Muntari & his beauty queen plot African success
The Inter Milan midfielder, set to be in South Africa for the June 11-July 11 tournament despite a strained relationship with the Ghana team, said Africa is ready for a breakthrough.
"African football is growing faster because we have great players that are playing in great clubs in Europe so it's going to be a good tournament because now we have so much confidence in ourselves and Africa," the 25-year-old told Reuters.
"Everything is possible. If not us maybe Ivory Coast, Nigeria... Cameroon because they have so much experience. Four years ago (in Germany) we were there. We know how it is and what it is all about. We will do well."
Muntari missed this year's African Nations Cup after being dropped for disciplinary reasons as African teams continue to struggle to be totally professional in their approach.
"We Africans have a different mentality, we always want to win. Maybe sometimes the organisation is bad that is the only thing," he smiled.
Muntari recently starred in a film called "Football Fables", which portrays the challenges of young African football talent trying to make it on to the European stage.
The former Udinese and Portsmouth midfield general was forced to come to Italy as an unassuming 17-year-old to pursue his dream but now believes the situation has changed.
"There are a lot of facilities that they have in Africa so my advice is that players stay a little bit there and get more experience. Then they will come to Europe and perform well," added Muntari, still shy despite sporting a diamond-encrusted watch.
"You can see from the South African league which I think is one of the top leagues in Africa. You see most of their players, they don't come to Europe when they are younger."
Sat in a swanky office on Milan's main fashion strip, Muntari is flanked by his partner Menaye Donkor.
She holds the distinction of being Miss Ghana Universe 2004 but defies the usual image of a football player's girlfriend.
A graduate in marketing from a Toronto University, the Ghanaian is also trying her best to help Africa by running a charity which bears her name.
"I have worked with children affected with HIV/AIDS. What we do is we raise funds basically assisting with food and medicine, school supplies and everything," she said.
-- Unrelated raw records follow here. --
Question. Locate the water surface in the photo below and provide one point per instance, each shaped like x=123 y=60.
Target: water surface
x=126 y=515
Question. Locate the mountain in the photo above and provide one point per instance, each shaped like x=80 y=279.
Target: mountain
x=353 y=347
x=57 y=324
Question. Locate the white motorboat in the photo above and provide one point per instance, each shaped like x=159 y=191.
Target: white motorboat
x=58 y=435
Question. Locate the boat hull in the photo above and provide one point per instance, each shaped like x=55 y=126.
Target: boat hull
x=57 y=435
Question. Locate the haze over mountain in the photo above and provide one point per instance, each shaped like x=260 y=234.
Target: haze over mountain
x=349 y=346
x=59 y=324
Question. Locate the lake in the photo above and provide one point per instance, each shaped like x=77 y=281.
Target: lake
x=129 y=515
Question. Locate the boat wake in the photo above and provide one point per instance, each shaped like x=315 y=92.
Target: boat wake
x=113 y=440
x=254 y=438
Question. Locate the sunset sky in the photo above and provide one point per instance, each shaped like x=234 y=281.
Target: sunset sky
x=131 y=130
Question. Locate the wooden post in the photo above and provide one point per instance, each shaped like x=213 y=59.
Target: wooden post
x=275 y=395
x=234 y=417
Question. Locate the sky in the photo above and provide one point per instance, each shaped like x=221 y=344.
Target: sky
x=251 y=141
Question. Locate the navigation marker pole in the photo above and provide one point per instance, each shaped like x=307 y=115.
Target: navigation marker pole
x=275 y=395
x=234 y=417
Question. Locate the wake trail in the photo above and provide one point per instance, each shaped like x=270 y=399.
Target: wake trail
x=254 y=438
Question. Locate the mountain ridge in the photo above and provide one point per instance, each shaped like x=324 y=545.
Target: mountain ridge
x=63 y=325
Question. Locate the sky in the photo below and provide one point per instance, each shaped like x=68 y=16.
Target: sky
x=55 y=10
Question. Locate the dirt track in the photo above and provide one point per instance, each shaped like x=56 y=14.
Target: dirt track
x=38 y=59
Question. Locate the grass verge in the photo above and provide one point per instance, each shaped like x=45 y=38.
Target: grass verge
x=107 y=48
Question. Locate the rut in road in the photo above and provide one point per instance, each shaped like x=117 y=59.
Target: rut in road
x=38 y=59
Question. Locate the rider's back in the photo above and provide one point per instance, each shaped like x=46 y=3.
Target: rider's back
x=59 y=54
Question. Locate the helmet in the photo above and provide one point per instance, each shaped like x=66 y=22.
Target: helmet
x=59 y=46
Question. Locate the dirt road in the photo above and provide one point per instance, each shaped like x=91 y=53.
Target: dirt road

"The other project I am working on is the mini-international school. It is a school that is located in the central region of Ghana where there are basically about 200 children."
Fundraising in New York has raised her glamorous profile but she will travel as a normal fan to cheer on Muntari in South Africa against Group D rivals Germany, Australia and Serbia.
"We are pretty much very simple people," she laughed.
"He is a very down-to-earth person so I don't find it as a threat, you know every morning thinking 'oh my God I am going out with this soccer player', we are just very normal people."